Шансов у маленького бледного Славика не было, белобрысая голова дергалась на тонкой шее, а Сашка гоготал, хватая его согнутым локтем и притискивая лицом к боку. Тащил к окну, и там, полузадушенного, расхристанного, отпускал, выбирая себе новую жертву. Удивительно, как вообще пацаны оставались живы после всех этих школьных пацанских забав на переменках.
Круглая алыча осталась за правым плечом, там же, где магазинчик в торце дома, а впереди свешивала до земли ветви, усыпанные узкими блестящими листиками, роскошная ива.
Нужны…
Слово выплыло само и Кира невнимательно прислушалась, не собираясь отвлекаться от ивы. И так всего вокруг полно, что мешает. Интересно, почему прекрасные ивы растут там, где много такого вот — мешающего? Эта стоит обок детской площадки: постоянно детские крики, летает мяч с грязным боком, идет стрельба из пластмассовых пистолетов. Другие, которые Кира держит в памяти, они тоже — или позади толпы парковых лавчонок или же по-над бетонными берегами городской мелкой речки. Как сорняки, только размером почти с цирковой шатер, и еще — прекрасные.
Она прошла под тонкими ветками, подставляя на ходу листочкам затылок и плечи. Так начинают весеннюю жизнь, что и цветов никаких не надо. Зеленый янтарь, солнечный цитрин, теплая прозрачная лимонадная кровь в четких прожилках. И тысячи тысяч узких листов, таких изысканных, будто каждый — главная драгоценность ивы, этой ивы, растущей почти на пустыре.
Я думала «нужны», о чем это?
Кира уже обходила курган посреди автовокзала, и, размышляя о слове, не стала решать, куда она идет или едет. Просто шла, отражаясь в далекой витрине, оттуда навстречу ей шла зеркальная Кира, плывущая очертаниями, и она узнавала себя по одежде. Иногда отражение очень нравилось ей. Когда случалось именно так, оно казалось чужим. Было так странно видеть, как зеркальную незнакомую Киру заслоняют прохожие, она исчезает, вдруг появляется, и после уходит совсем, куда-то в те места, до которых витрине не дотянуться.

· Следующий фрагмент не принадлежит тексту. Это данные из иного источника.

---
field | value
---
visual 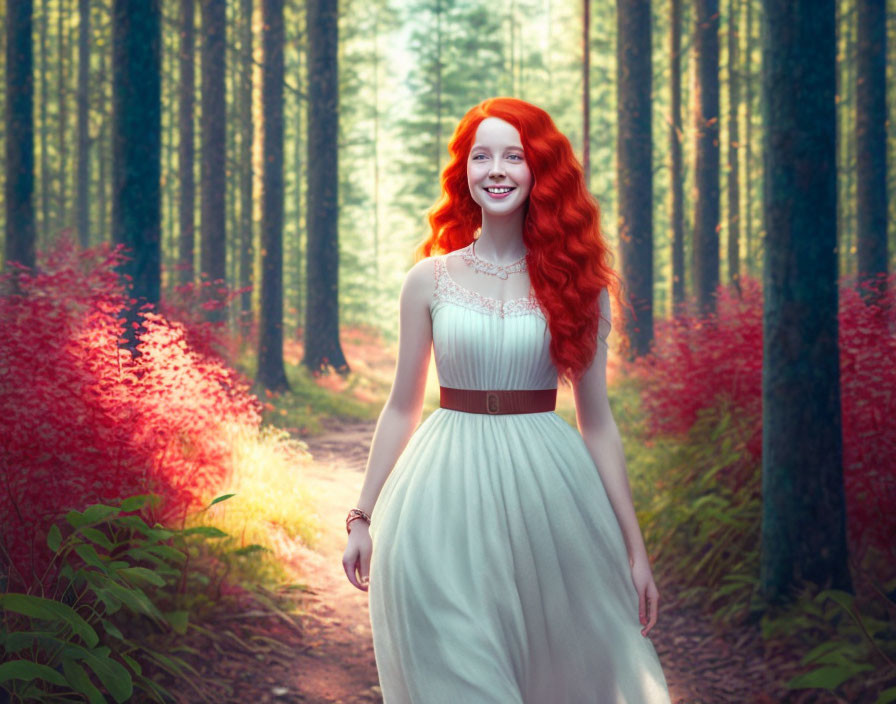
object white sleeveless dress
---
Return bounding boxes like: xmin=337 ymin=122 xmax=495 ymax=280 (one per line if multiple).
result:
xmin=368 ymin=250 xmax=670 ymax=704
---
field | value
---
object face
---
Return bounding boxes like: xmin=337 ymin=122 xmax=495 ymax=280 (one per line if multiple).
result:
xmin=467 ymin=117 xmax=532 ymax=216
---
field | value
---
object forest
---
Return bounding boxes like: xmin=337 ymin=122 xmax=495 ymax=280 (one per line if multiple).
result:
xmin=0 ymin=0 xmax=896 ymax=704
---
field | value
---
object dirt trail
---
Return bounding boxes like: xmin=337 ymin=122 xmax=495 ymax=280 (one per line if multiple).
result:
xmin=275 ymin=422 xmax=800 ymax=704
xmin=282 ymin=421 xmax=382 ymax=704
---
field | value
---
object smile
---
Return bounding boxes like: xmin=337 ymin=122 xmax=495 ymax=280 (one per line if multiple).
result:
xmin=485 ymin=186 xmax=515 ymax=198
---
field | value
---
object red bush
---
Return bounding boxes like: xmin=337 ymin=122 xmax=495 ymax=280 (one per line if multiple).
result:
xmin=0 ymin=242 xmax=260 ymax=587
xmin=632 ymin=277 xmax=762 ymax=457
xmin=631 ymin=276 xmax=896 ymax=552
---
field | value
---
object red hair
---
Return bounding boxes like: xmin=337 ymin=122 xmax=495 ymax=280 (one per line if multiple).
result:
xmin=414 ymin=98 xmax=620 ymax=383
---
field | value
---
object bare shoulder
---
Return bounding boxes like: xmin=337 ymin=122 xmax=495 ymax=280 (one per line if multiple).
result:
xmin=401 ymin=257 xmax=435 ymax=308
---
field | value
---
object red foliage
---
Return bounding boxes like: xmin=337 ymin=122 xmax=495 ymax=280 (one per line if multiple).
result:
xmin=632 ymin=276 xmax=896 ymax=554
xmin=0 ymin=241 xmax=260 ymax=587
xmin=840 ymin=275 xmax=896 ymax=551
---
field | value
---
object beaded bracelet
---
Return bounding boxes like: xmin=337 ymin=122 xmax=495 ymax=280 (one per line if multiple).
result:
xmin=345 ymin=508 xmax=370 ymax=533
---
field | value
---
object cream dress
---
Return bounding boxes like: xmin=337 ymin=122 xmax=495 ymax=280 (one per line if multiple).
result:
xmin=368 ymin=245 xmax=670 ymax=704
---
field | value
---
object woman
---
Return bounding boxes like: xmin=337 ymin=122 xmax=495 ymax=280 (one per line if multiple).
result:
xmin=343 ymin=98 xmax=669 ymax=704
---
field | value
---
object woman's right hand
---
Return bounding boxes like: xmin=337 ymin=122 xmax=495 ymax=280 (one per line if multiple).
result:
xmin=342 ymin=519 xmax=373 ymax=592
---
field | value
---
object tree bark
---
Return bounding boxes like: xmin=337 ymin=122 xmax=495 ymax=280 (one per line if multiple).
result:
xmin=200 ymin=0 xmax=227 ymax=321
xmin=239 ymin=0 xmax=252 ymax=334
xmin=302 ymin=0 xmax=349 ymax=373
xmin=77 ymin=0 xmax=90 ymax=247
xmin=856 ymin=0 xmax=889 ymax=303
xmin=616 ymin=0 xmax=653 ymax=358
xmin=257 ymin=0 xmax=289 ymax=391
xmin=728 ymin=0 xmax=740 ymax=291
xmin=580 ymin=0 xmax=591 ymax=190
xmin=760 ymin=0 xmax=852 ymax=603
xmin=56 ymin=0 xmax=69 ymax=228
xmin=669 ymin=0 xmax=685 ymax=312
xmin=5 ymin=0 xmax=35 ymax=268
xmin=112 ymin=0 xmax=162 ymax=313
xmin=177 ymin=0 xmax=196 ymax=284
xmin=694 ymin=0 xmax=719 ymax=314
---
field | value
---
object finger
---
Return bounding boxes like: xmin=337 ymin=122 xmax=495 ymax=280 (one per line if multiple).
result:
xmin=355 ymin=555 xmax=367 ymax=592
xmin=342 ymin=558 xmax=361 ymax=589
xmin=358 ymin=554 xmax=370 ymax=587
xmin=644 ymin=594 xmax=659 ymax=635
xmin=638 ymin=591 xmax=647 ymax=626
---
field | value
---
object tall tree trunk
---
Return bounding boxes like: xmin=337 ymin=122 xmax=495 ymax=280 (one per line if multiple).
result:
xmin=77 ymin=0 xmax=90 ymax=247
xmin=434 ymin=0 xmax=442 ymax=179
xmin=302 ymin=0 xmax=349 ymax=373
xmin=56 ymin=0 xmax=69 ymax=227
xmin=616 ymin=0 xmax=653 ymax=357
xmin=728 ymin=0 xmax=740 ymax=291
xmin=39 ymin=0 xmax=53 ymax=244
xmin=760 ymin=0 xmax=852 ymax=603
xmin=582 ymin=0 xmax=591 ymax=190
xmin=177 ymin=0 xmax=196 ymax=284
xmin=200 ymin=0 xmax=227 ymax=321
xmin=293 ymin=40 xmax=307 ymax=334
xmin=96 ymin=46 xmax=112 ymax=242
xmin=856 ymin=0 xmax=889 ymax=302
xmin=743 ymin=0 xmax=756 ymax=276
xmin=694 ymin=0 xmax=719 ymax=314
xmin=112 ymin=0 xmax=162 ymax=314
xmin=669 ymin=0 xmax=685 ymax=313
xmin=257 ymin=0 xmax=289 ymax=391
xmin=838 ymin=4 xmax=857 ymax=274
xmin=371 ymin=6 xmax=380 ymax=281
xmin=5 ymin=0 xmax=35 ymax=268
xmin=239 ymin=0 xmax=252 ymax=334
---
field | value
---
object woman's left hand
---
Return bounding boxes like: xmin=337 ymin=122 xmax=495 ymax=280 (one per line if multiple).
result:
xmin=629 ymin=557 xmax=660 ymax=637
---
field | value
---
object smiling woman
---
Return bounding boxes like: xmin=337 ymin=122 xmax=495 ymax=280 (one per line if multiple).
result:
xmin=343 ymin=98 xmax=670 ymax=704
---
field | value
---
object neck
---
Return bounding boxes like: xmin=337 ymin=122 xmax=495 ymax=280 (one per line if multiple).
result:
xmin=476 ymin=208 xmax=526 ymax=265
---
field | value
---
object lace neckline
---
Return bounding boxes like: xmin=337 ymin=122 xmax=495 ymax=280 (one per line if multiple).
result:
xmin=435 ymin=250 xmax=544 ymax=318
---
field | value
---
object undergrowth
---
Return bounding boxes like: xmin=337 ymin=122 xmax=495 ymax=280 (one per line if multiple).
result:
xmin=614 ymin=277 xmax=896 ymax=704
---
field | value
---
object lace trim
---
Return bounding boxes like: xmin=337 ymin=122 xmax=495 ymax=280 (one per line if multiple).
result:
xmin=433 ymin=257 xmax=545 ymax=318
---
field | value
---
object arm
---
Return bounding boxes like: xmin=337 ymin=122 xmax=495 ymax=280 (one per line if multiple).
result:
xmin=573 ymin=289 xmax=648 ymax=564
xmin=353 ymin=258 xmax=434 ymax=526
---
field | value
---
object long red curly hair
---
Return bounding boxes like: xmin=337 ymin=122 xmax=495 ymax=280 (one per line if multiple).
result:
xmin=414 ymin=98 xmax=621 ymax=383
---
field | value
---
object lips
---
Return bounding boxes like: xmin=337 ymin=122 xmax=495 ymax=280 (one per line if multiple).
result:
xmin=483 ymin=186 xmax=516 ymax=199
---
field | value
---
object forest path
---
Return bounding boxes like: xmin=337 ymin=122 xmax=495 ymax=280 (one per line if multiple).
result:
xmin=290 ymin=421 xmax=780 ymax=704
xmin=288 ymin=421 xmax=382 ymax=704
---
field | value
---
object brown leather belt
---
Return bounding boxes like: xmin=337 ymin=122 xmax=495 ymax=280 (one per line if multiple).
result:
xmin=439 ymin=386 xmax=557 ymax=415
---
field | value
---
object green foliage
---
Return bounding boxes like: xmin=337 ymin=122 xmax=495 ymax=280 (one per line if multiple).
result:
xmin=0 ymin=495 xmax=270 ymax=704
xmin=610 ymin=380 xmax=896 ymax=704
xmin=762 ymin=589 xmax=896 ymax=704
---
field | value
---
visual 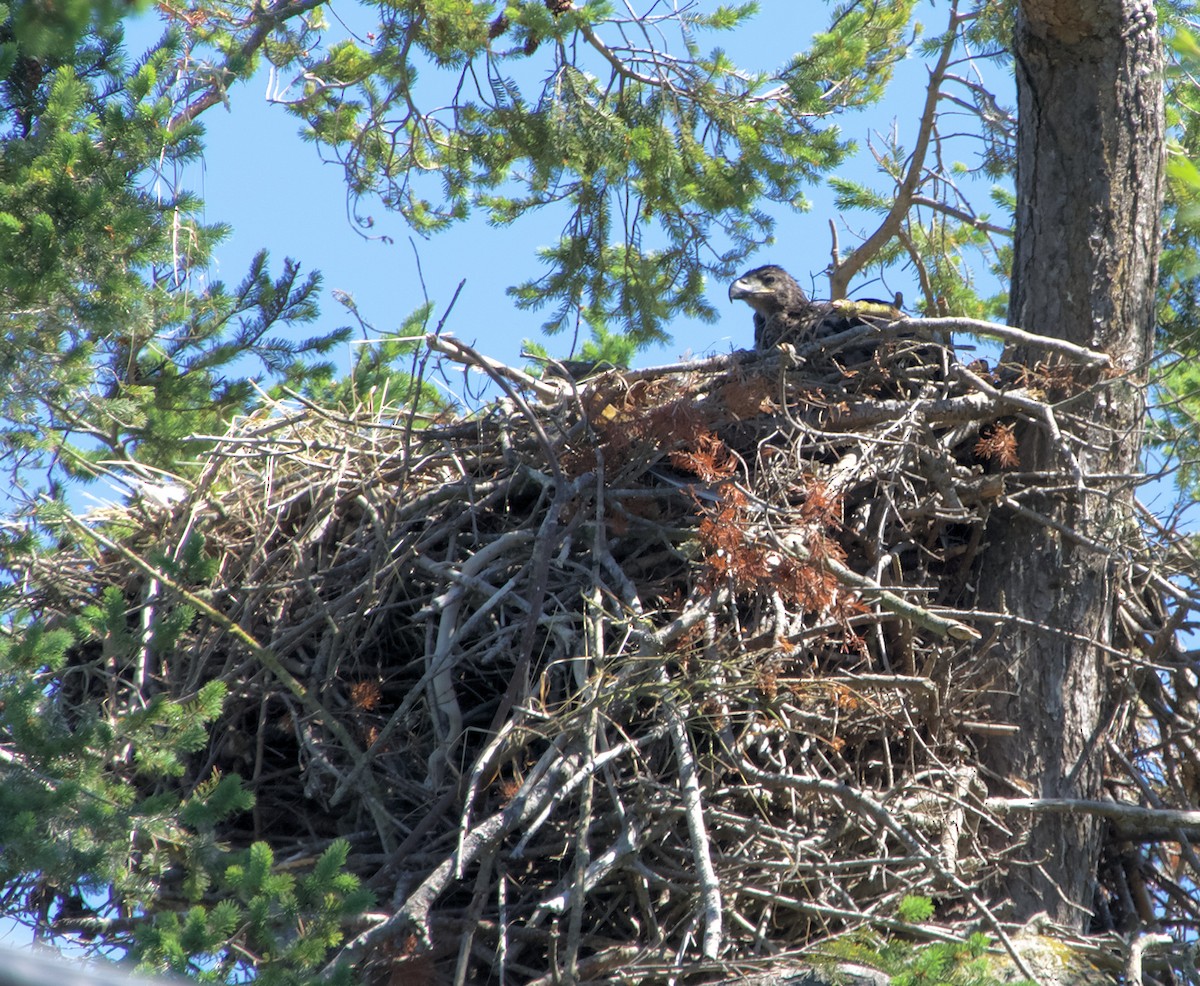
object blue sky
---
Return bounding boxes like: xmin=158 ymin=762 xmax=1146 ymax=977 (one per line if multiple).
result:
xmin=130 ymin=0 xmax=1003 ymax=381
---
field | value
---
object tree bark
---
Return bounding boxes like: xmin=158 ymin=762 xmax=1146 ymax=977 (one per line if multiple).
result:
xmin=979 ymin=0 xmax=1163 ymax=928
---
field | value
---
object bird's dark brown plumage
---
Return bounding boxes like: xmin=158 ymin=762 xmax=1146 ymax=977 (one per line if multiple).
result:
xmin=730 ymin=264 xmax=822 ymax=349
xmin=730 ymin=264 xmax=900 ymax=350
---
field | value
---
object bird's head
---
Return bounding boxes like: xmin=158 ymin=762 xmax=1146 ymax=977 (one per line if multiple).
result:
xmin=730 ymin=264 xmax=809 ymax=315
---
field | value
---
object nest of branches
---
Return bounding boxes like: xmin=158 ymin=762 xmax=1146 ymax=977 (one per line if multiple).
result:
xmin=21 ymin=327 xmax=1194 ymax=984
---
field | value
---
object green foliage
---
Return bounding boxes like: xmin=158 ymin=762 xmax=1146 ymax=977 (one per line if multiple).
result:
xmin=0 ymin=609 xmax=238 ymax=909
xmin=818 ymin=896 xmax=1026 ymax=986
xmin=133 ymin=840 xmax=373 ymax=986
xmin=180 ymin=0 xmax=914 ymax=348
xmin=0 ymin=5 xmax=349 ymax=501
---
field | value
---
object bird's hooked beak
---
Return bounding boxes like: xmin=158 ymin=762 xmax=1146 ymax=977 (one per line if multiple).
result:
xmin=730 ymin=277 xmax=754 ymax=301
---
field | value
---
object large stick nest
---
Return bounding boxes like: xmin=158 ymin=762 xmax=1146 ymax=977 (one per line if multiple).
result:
xmin=21 ymin=321 xmax=1200 ymax=984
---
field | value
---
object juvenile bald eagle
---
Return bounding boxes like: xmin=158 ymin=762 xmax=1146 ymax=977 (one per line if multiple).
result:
xmin=730 ymin=264 xmax=900 ymax=350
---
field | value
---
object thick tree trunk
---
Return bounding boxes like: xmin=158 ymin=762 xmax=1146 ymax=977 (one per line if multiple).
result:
xmin=979 ymin=0 xmax=1163 ymax=928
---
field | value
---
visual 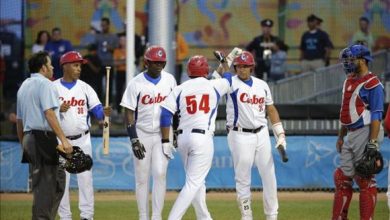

На затененной платформе Кира села в маршрутку номер?37. Она стояла ближе других, в ней были свободные места, и в трех минутах от конечной жил старый парк, полный птиц и деревьев. Выбрала, не раздумывая, а голова была занята другим. Два варианта жизни зеркальной Киры, какой из них правильный? В одном Кира уходит все дальше, в неотраженное отражение, то есть садится в маршрутку, едет в ней, отдаляясь от Киры реальной, и выходит на конечной, в таком же парке, где все левое справа, а правое слева. Или же Кира уходит за край зеркала и там у нее совершенно другая жизнь, тайная, которую не угадаешь, не предскажешь, пока не попадешь в зазеркалье сама. Ничего нового. Сколько уже об этом написано и в сказках сказано, да и не в сказках тоже. Кира не претендовала на откровения и открытия. Открытием когда-то для нее стала собственная уверенность в существовании зеркального мира. Уверенность не случилась внезапно, просто в какой-то момент своей жизни Кира осознала, что верила в это всегда. Как и во многое другое. О чем лучше не говорить ни с кем. Если всерьез. Даже с любимой Светкой.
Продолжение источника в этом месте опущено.